Su questo, in presenza di posizioni dubitative espresse dalla dottrina, non constano chiarimenti dirimenti da parte dell’Amministrazione finanziaria.
Ed è proprio per questa ragione che la mancata verifica circa l’obbligo di comunicare attraverso la ripresentazione del modello Eas anche una semplice variazione diventa ancor più delicata e foriera di conseguenze che potrebbero essere devastanti per l’ente interessato.
Va altresì tenuto presente che il modello Eas assolve anche alla funzione di permettere l’autodenuncia da parte dell’ente non commerciale che verifica il venir meno dei requisiti che gli consentono di godere delle agevolazioni fiscali.
In questo caso gli è fatto obbligo, attraverso la compilazione di un’apposita sezione del modello denominata “Perdita dei requisiti”, di presentare il modello Eas nel termine di 60 giorni decorrenti dal momento in cui tale perdita di qualifica si verifica.

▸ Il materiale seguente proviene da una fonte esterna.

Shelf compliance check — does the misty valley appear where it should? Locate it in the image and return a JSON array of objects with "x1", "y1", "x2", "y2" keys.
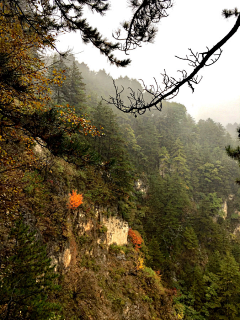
[{"x1": 0, "y1": 54, "x2": 240, "y2": 320}]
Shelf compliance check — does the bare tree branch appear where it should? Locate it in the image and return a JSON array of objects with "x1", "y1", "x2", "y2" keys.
[{"x1": 104, "y1": 11, "x2": 240, "y2": 115}]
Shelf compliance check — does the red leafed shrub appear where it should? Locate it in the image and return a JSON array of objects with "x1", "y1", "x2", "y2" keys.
[
  {"x1": 128, "y1": 229, "x2": 143, "y2": 251},
  {"x1": 68, "y1": 190, "x2": 83, "y2": 209}
]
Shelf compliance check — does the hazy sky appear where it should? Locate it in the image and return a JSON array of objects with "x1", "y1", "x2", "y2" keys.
[{"x1": 54, "y1": 0, "x2": 240, "y2": 125}]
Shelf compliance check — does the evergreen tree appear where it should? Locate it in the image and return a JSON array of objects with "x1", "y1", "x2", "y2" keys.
[{"x1": 0, "y1": 221, "x2": 59, "y2": 320}]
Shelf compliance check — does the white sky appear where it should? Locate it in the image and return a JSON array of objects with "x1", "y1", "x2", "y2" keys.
[{"x1": 57, "y1": 0, "x2": 240, "y2": 125}]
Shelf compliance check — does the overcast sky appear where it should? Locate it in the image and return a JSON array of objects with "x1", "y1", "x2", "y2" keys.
[{"x1": 54, "y1": 0, "x2": 240, "y2": 125}]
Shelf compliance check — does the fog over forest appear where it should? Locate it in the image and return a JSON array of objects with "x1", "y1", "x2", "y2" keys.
[{"x1": 0, "y1": 0, "x2": 240, "y2": 320}]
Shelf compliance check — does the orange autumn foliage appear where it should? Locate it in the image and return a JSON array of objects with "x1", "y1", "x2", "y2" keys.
[
  {"x1": 128, "y1": 229, "x2": 143, "y2": 251},
  {"x1": 68, "y1": 190, "x2": 83, "y2": 209}
]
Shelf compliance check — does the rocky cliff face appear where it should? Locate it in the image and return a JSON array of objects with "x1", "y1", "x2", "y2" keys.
[{"x1": 40, "y1": 205, "x2": 176, "y2": 320}]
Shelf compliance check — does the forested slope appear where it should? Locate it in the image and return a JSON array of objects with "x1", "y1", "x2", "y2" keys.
[{"x1": 0, "y1": 50, "x2": 240, "y2": 320}]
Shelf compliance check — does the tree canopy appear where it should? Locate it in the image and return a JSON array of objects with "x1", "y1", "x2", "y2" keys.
[{"x1": 2, "y1": 0, "x2": 240, "y2": 114}]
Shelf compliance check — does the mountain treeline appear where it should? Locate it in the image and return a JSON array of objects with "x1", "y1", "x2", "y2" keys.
[
  {"x1": 0, "y1": 41, "x2": 240, "y2": 320},
  {"x1": 46, "y1": 54, "x2": 240, "y2": 320}
]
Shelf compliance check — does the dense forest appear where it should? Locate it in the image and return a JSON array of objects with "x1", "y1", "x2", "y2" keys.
[{"x1": 0, "y1": 7, "x2": 240, "y2": 320}]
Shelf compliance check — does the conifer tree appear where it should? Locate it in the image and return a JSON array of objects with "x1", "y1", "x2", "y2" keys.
[{"x1": 0, "y1": 221, "x2": 59, "y2": 320}]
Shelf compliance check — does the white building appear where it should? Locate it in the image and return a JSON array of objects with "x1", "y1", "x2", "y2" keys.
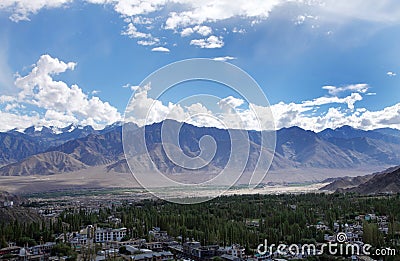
[{"x1": 94, "y1": 227, "x2": 127, "y2": 243}]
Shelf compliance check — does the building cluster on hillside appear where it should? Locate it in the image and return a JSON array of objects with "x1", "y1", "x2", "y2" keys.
[{"x1": 0, "y1": 210, "x2": 394, "y2": 261}]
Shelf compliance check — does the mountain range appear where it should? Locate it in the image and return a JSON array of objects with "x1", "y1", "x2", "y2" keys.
[
  {"x1": 320, "y1": 166, "x2": 400, "y2": 194},
  {"x1": 0, "y1": 120, "x2": 400, "y2": 179}
]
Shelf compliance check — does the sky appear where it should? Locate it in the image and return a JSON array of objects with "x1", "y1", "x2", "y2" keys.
[{"x1": 0, "y1": 0, "x2": 400, "y2": 132}]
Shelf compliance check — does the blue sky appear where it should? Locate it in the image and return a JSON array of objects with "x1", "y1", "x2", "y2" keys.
[{"x1": 0, "y1": 0, "x2": 400, "y2": 131}]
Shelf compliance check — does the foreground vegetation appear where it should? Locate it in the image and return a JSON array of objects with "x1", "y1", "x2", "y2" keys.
[{"x1": 0, "y1": 194, "x2": 400, "y2": 256}]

Rinviando alla seconda parte di questo contributo l’esame della tipologia di variazioni che non comportano l’obbligo di ripresentazione del modello Eas e, per sottrazione, quelle che invece ne richiedono la ripresentazione, vediamo in chiusura di questo primo commento quali strumenti sono a disposizione dell’ente non commerciale per “rimediare” a possibili dimenticanze nell’espletare il richiamato adempimento telematico.
Con l’articolo 2, comma 1, D.L. 16/2012 (convertito, con modificazioni, dalla L. 44/2012) il legislatore ha introdotto il cosiddetto istituto della “remissione in bonis”, al fine di evitare che mere dimenticanze relative a comunicazioni ovvero, in generale, ad adempimenti formali non eseguiti tempestivamente precludano al contribuente la possibilità di fruire di benefici fiscali o di regimi opzionali.
Con la circolare 38/E/2012 e con la successiva risoluzione 110/E/2012, l’Agenzia delle entrate ha opportunamente confermato che anche l’omesso invio del Modello Eas può beneficiare dell’istituto della remissione in bonis. Per accedere a detto istituto, tuttavia, è necessario che la violazione “non sia stata constatata o non siano iniziati accessi, ispezioni, verifiche o altre attività amministrative di accertamento delle quali l’autore dell’inadempimento abbia avuto formale conoscenza”.
Per regolarizzare l’ente deve:
- effettuare la trasmissione telematica del modello Eas “entro il termine di presentazione della prima dichiarazione utile” (da intendersi come la prima dichiarazione dei redditi il cui termine di presentazione scade successivamente a quello previsto per effettuare la comunicazione);
- versare una sanzione di 250 euro tramite modello F24 Elide, indicando il codice tributo 8115 (va precisato che deve trattarsi di un effettivo esborso di denaro non essendo ammessa la compensazione della sanzione con alcun credito d’imposta).
In assenza di chiarimenti ufficiali circa gli effetti derivanti dalla mancata (ri)presentazione del modello Eas in presenza di variazioni rilevanti, e pur con la possibilità di intervenire successivamente avvalendosi della remissione in bonis, si consiglia quindi di operare per tempo le valutazioni circa l’esistenza di variazioni oggetto di comunicazione telematica in vista della prossima scadenza del 31 marzo 2021.